It's a wonder, then, that most parents don't train their kids with disabilities to be their own advocates and have their own voice. Sure, when the child is very young and unaware, its natural for parents speak for their children. This, however, should end as soon as the child is able to communicate. At that point, children should be taught to speak/communicate for themselves, to be their own advocates. They should be allowed to make, or assist in making decisions for themselves so that by the time they become teenagers or young adults, they are ready for independence.
Of course, there are those who believe that the nature of their child's disability or challenges prevent them from having their own voice. They cite autism, intellectual disabilities, brain injury or mental health issues as reasons to keep their children silent and do their thinking, speaking and advocacy for them. These are merely excuses. Even the most severely disabled person is capable of communication in some fashion. At the very least, these folks should have a say in what happens to them in their day-to-day lives.

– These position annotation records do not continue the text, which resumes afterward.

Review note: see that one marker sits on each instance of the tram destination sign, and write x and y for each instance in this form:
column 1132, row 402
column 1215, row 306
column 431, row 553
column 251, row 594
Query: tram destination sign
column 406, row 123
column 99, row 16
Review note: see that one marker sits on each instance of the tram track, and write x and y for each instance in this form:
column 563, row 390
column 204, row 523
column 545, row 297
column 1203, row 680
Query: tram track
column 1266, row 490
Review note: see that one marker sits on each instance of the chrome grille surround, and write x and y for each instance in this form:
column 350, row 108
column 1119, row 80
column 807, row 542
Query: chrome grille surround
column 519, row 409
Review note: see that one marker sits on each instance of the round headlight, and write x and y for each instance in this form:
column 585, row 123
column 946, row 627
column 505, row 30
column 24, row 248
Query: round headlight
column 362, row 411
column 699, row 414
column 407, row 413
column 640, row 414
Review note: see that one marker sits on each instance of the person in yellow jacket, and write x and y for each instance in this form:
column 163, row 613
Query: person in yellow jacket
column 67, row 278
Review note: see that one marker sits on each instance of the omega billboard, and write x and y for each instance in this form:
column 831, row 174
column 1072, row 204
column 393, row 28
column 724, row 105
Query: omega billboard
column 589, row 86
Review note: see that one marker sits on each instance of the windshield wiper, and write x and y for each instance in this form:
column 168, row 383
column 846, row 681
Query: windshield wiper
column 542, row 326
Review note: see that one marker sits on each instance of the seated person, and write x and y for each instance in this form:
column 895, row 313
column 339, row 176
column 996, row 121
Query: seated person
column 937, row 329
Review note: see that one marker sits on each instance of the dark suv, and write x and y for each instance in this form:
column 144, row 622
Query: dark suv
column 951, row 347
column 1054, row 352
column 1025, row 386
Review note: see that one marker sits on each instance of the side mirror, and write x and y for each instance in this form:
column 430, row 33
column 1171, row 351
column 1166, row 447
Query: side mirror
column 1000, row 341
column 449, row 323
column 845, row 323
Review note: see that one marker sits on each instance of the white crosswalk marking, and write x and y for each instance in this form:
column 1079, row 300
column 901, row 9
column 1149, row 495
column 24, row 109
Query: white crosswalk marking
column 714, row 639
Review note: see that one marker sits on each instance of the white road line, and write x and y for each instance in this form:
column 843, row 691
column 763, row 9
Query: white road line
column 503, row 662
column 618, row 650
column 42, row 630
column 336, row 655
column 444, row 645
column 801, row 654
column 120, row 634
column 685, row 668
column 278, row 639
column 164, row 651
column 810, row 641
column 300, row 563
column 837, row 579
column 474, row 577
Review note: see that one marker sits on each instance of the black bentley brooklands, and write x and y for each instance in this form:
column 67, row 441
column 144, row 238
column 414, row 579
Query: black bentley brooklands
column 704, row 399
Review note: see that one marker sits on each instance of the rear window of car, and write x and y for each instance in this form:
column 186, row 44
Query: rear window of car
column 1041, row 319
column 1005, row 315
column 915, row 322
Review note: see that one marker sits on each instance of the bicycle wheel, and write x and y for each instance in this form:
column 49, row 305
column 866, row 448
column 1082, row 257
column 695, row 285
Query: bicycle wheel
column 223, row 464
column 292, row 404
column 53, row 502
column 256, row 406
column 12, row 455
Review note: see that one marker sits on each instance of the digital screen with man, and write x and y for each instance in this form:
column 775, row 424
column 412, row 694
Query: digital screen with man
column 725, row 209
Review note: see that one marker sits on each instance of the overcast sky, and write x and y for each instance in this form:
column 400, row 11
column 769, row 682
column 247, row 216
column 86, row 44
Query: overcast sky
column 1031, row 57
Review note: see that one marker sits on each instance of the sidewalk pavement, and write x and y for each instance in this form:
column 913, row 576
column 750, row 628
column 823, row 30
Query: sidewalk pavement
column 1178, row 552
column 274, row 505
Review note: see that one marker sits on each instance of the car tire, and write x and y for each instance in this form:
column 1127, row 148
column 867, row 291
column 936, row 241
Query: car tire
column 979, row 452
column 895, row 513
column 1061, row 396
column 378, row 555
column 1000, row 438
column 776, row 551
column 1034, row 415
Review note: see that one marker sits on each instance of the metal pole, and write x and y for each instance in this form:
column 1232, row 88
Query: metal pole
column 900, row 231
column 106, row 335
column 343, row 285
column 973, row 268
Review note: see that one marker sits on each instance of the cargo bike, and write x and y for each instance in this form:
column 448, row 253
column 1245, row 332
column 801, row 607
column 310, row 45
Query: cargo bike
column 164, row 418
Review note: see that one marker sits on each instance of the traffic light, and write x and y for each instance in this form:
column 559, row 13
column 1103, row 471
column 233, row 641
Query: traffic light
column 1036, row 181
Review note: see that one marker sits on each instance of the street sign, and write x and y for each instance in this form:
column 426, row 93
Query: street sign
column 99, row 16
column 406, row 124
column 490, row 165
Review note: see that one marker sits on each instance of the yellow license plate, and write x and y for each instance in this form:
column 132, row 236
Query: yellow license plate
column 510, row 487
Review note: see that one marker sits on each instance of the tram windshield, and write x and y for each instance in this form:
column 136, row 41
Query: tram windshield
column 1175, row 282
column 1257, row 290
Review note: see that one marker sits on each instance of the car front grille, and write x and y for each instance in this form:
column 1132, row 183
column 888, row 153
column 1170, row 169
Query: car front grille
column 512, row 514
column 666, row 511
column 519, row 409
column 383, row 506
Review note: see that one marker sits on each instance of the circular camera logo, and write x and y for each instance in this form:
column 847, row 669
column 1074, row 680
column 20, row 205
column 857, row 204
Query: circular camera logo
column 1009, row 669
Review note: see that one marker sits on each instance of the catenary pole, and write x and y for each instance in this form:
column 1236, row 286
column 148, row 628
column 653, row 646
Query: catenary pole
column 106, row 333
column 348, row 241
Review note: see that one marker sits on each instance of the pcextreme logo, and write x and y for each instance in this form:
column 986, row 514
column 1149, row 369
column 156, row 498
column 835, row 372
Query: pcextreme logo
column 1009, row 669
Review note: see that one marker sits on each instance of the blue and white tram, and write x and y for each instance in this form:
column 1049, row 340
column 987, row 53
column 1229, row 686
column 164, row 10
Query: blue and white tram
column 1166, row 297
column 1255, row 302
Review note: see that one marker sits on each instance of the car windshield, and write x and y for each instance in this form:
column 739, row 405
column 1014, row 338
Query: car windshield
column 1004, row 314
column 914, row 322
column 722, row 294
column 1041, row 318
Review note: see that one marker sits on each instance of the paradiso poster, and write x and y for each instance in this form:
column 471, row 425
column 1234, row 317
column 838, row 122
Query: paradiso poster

It is very important, even critical, that children with disabilities be given their voice as early as possible because one day, those children will become adults. I have seen more than my share of adults with disabilities who cannot think or make a move without their parents' permission or approval. They are entirely lost. I've also seen my share of teenagers and young adults trying desperately to get out from under their parents' yoke. They are constantly battling with them, asserting their independence and voice. This is sad because it shouldn't have to be this way. The parents should be glad that their child is lifting this "burden" from them.
There are parents out there who know intuitively that their disabled child must have their own voice and they raise them accordingly. The child takes part in all family activities and has a say in family decisions, as well as decisions about him or herself. The child is expected to think and speak up for him or herself. They are taught how to advocate for themselves because mum and dad (or whatever the parental makeup) won't always be around.
For me, it doesn't make sense that a parent would raise a disabled child to be dependent, to have no voice. I don't understand why a parent would raise a child to believe that he or she is a burden, to hate themselves because of their disability and to believe that they will never be successful because of their disability. I don't understand it, but I see it all the time, not only with parents, but with parent run organizations like Autism Speaks.
Parents -- let children and adults with disabilities have a voice! Nurture it. Celebrate it. Let it ring out. Let it thunder. Let it roar. We have the right to our voice, whether that voice comes from our mouths, our hands, or a keyboard. It's our voice, whether its words, a grunt, a gargle or a scream. Don't be our voice. Let us be our voice!